Rescue and recovery workers searched through the nine-story building’s tangled wreckage in Savar, a suburb of the capital, Dhaka. During the first several days of dangerous and painstaking work, crews rescued a couple thousand of people.

But since then, they haven’t found any more survivors — until Friday when Reshma was spotted.

As more bodies were recovered Friday, the total number of people confirmed dead rose to 1,039, said Maj. Zihadul Islam, a fire service official.

The past 11 days have focused on the grim task of retrieving dead bodies still buried in the heap of broken concrete, many of them so severely decomposed that authorities struggle to identify them.

“We are near the end,” Ibrahim Islam said.

The owners of the building and the factories are under investigation over accusations they ordered workers to enter the premises on the day of the collapse despite cracks in the structure the day before.

Lax safety standards

The Bangladeshi government has faced criticism for failing to improve the lax safety standards in the country’s thousands of garment factories, where millions of people work.

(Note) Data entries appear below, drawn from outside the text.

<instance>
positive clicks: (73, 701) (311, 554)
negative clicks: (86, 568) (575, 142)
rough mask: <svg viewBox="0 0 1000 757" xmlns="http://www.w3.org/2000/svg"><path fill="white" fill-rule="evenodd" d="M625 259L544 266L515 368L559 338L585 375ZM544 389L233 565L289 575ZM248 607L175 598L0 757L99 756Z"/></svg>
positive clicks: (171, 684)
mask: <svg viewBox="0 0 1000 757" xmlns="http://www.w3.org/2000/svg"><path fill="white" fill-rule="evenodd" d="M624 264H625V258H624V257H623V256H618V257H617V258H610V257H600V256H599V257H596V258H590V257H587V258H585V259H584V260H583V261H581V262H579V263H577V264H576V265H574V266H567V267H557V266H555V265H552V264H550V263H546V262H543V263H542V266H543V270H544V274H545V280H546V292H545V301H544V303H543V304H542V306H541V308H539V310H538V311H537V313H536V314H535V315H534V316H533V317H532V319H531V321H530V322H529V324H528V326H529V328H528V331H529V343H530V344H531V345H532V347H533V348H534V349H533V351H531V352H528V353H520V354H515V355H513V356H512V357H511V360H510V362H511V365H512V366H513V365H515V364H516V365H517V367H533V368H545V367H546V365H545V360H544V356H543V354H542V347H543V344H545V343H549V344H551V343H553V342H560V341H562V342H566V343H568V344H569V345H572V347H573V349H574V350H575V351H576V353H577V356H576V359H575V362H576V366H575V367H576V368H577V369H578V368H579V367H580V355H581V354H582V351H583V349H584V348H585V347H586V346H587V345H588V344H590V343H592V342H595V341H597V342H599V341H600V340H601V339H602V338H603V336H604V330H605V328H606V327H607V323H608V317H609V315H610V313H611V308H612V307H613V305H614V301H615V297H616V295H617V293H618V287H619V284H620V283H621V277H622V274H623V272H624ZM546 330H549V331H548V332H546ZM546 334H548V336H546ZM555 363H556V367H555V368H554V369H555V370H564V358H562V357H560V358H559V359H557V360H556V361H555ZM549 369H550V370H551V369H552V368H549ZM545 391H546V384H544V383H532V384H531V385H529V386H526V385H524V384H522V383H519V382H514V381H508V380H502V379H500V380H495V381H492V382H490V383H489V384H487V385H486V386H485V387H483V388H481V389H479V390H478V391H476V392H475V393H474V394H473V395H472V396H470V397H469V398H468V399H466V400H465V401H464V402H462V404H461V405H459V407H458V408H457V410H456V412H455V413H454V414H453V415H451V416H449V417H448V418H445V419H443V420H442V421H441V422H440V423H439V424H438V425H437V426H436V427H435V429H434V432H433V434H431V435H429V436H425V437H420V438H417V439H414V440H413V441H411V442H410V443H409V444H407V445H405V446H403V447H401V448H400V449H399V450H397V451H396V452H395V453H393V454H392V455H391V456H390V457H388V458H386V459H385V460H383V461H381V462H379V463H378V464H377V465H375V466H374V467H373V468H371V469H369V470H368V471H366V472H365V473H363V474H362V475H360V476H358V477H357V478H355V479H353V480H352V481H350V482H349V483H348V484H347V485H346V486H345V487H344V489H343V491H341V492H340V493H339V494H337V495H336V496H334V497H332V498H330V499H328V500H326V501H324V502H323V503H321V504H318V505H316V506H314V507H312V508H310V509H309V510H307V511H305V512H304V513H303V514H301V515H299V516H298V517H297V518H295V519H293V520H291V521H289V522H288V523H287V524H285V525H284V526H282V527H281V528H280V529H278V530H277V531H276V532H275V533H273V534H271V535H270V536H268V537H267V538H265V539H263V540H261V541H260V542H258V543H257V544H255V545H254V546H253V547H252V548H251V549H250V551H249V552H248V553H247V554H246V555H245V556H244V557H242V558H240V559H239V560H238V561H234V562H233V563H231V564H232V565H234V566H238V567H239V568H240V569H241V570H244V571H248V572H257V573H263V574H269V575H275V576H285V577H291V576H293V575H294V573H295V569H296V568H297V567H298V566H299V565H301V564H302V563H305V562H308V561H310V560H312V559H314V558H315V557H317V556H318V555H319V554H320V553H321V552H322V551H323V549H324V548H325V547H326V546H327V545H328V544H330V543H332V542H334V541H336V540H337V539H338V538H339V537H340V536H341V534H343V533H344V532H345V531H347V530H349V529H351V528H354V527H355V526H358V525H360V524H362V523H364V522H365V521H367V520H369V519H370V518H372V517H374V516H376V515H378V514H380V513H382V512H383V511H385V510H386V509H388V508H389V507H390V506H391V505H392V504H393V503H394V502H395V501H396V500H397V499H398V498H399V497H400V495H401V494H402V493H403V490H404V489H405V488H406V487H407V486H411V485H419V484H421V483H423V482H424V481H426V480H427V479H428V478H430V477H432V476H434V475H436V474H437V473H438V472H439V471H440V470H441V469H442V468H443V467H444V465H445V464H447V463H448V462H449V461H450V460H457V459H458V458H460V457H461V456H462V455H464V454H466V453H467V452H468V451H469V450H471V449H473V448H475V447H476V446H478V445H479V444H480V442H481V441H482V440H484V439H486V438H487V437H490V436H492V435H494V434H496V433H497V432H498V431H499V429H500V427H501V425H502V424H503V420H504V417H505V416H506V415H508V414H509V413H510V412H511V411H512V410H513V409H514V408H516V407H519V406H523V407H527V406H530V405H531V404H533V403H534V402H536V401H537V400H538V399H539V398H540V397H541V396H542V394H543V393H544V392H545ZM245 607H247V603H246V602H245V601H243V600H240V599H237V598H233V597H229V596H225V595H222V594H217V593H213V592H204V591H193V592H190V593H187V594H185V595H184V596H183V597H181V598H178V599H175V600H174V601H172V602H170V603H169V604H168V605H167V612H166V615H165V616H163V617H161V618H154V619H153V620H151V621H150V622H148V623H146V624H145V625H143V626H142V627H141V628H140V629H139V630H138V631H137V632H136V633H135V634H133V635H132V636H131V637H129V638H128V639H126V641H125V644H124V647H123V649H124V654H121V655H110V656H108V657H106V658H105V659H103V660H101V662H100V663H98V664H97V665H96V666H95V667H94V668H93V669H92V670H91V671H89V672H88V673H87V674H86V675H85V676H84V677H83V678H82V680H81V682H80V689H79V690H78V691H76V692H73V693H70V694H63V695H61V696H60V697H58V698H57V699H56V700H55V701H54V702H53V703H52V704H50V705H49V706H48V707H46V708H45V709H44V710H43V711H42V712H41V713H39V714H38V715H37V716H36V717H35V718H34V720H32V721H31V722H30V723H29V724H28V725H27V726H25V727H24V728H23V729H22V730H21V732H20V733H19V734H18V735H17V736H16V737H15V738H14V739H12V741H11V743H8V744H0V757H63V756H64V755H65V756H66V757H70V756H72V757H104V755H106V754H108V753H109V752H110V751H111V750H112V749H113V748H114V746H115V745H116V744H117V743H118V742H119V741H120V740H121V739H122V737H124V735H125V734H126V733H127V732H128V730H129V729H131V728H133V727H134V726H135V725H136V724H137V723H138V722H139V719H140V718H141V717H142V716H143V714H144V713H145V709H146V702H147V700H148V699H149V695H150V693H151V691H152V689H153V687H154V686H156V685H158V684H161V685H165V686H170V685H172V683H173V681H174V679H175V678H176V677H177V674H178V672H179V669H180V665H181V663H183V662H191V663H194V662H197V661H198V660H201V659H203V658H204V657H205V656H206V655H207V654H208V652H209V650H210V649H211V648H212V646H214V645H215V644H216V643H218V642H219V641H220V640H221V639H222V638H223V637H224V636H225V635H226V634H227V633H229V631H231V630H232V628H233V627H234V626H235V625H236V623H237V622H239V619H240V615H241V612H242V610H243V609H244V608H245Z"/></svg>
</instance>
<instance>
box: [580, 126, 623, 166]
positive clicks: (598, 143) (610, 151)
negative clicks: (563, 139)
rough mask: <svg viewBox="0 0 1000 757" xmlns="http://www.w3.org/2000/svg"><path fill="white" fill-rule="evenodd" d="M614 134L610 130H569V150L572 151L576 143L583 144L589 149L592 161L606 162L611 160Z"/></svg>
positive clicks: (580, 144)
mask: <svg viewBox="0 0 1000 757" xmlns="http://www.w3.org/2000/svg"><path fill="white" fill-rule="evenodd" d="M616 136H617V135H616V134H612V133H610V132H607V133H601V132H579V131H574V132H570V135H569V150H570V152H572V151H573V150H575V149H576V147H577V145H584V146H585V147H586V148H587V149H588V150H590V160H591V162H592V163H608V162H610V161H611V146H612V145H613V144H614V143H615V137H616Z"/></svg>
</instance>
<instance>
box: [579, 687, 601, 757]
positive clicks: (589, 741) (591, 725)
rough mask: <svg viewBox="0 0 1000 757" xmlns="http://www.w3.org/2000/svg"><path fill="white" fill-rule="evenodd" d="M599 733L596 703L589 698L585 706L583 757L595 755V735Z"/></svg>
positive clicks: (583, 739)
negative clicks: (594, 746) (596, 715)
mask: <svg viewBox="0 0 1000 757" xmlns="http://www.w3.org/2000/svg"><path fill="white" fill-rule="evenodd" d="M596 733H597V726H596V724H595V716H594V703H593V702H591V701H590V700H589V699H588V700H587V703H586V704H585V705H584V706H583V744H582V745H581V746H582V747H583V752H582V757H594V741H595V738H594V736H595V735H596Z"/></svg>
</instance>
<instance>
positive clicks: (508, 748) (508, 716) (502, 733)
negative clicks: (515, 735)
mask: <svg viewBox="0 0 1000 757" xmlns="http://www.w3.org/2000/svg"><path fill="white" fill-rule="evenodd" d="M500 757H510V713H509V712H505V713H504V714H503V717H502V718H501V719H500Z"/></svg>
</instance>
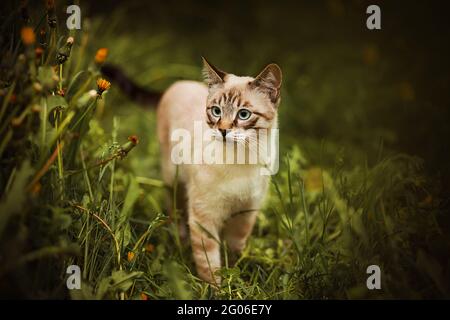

The Savar building collapse happened five months after a fire at a garment factory near Dhaka killed more than 100 people. And on Wednesday, eight people died in a fire at another factory in the Dhaka area.

The European Union has threatened to take trade action against Bangladesh if it doesn’t take concrete steps to improve health and safety conditions for workers.

Western retailers and clothing brands that source their products from Bangladeshi factories are also under pressure to subject their supply chains to greater scrutiny.

The grim search for bodies

At the site of the building collapse in Savar, the salvage operation is in its final stage. Cranes and bulldozers are clearing the rubble and uncovering the remaining bodies, the national news agency Bangladesh Sangbad Sangstha (BSS) reported Thursday.

The smell of death continues to permeate the surrounding area, prompting people passing by on a nearby highway to cover their noses, BSS said. Recovery workers combing the debris have had to resort to using face masks and cans of air freshener to try to block out the stench.

Hundreds of people looking for their missing relatives are still waiting by the grounds of a nearby school where retrieved bodies are first taken for an initial attempt at identification. But the decomposed state of the bodies often means they are unrecognizable.

Authorities have resorted to sending some of the remains to a Dhaka hospital for DNA tests, BSS reported. The bodies are then buried unidentified pending the results of the DNA tests.